Captain, Captain, Tell me True- Miller (NC) c.1864 Brown B

Captain, Captain, Tell me True- Miller (NC) c.1864 Brown B

[From Brown Collection of NC Folklore Volume 2, Ballads, 1952. Their (Belden and all) notes follow. Thomas Smith has proven to be an unreliable source and ballads communicated by him are questionable.

A second fragment is included below also from Thomas Smith and also quite old.

R. Matteson 2017]


Brown Collection Notes:

104 The Sailor Boy

This song was printed by Catnach and Such and probably by other ballad printers in England in the last century and is widely known and sung. See BSM 186, and add to the references there given Maine (MWS 56-9), Virginia (FSV 108-11, 118), North Carolina (BMFSB 24-5, SFLQ v 146), Arkansas (OFS I 300), Missouri (OFS I 296-300), Ohio (BSO 97-103), Indiana (BSI 269-70), Illinois (JAFL XL 235-6), and Michigan (BSSM 94, blended with 'The Butcher Boy'). Barry listed it among the ballads in his collection from the North Atlantic States but did not print it. Like other items of the folk song of unhappy love its content is likely to vary; with its central images of the girl bidding her father build her a boat and later demanding of the sailors she meets news of her sailor boy may be combined motives from 'The Butcher Boy,' 'Little Sparrow,' 'The Lass of Roch Royal,' or an elaborate preliminary story may be provided as in version L below.

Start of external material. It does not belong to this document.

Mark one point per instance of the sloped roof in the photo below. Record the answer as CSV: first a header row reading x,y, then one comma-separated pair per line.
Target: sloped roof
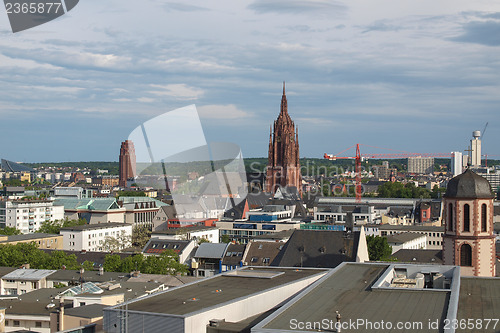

B. 'Captain, Captain, Tell me True.'
A fragment of only two stanzas reported by Thomas Smith as sung to him by E. B. Miller of Boone, Watauga county, in May 1915. "Mr. Miller heard this song sung during the Civil War by a Mrs. Parsons of Wilkes county."

1 'Captain, captain, tell me true,
Did my sweet William sail with you?
Answer me quick to give me joy,
There's nary one I'll love but my sweet soldier boy.'

2 'No, kind lady, he is not here,
He was killed in the battle, my dear.'
'Every ship that I pass by
There I'll inquire for my sweet soldier boy.'

 Mrs. Polly Rayfield of Zionville, who had heard the song sung during the Civil War, gave the following lines as belonging to it:

As I rode upon the main,
I saw three ships a-comin' from Spain.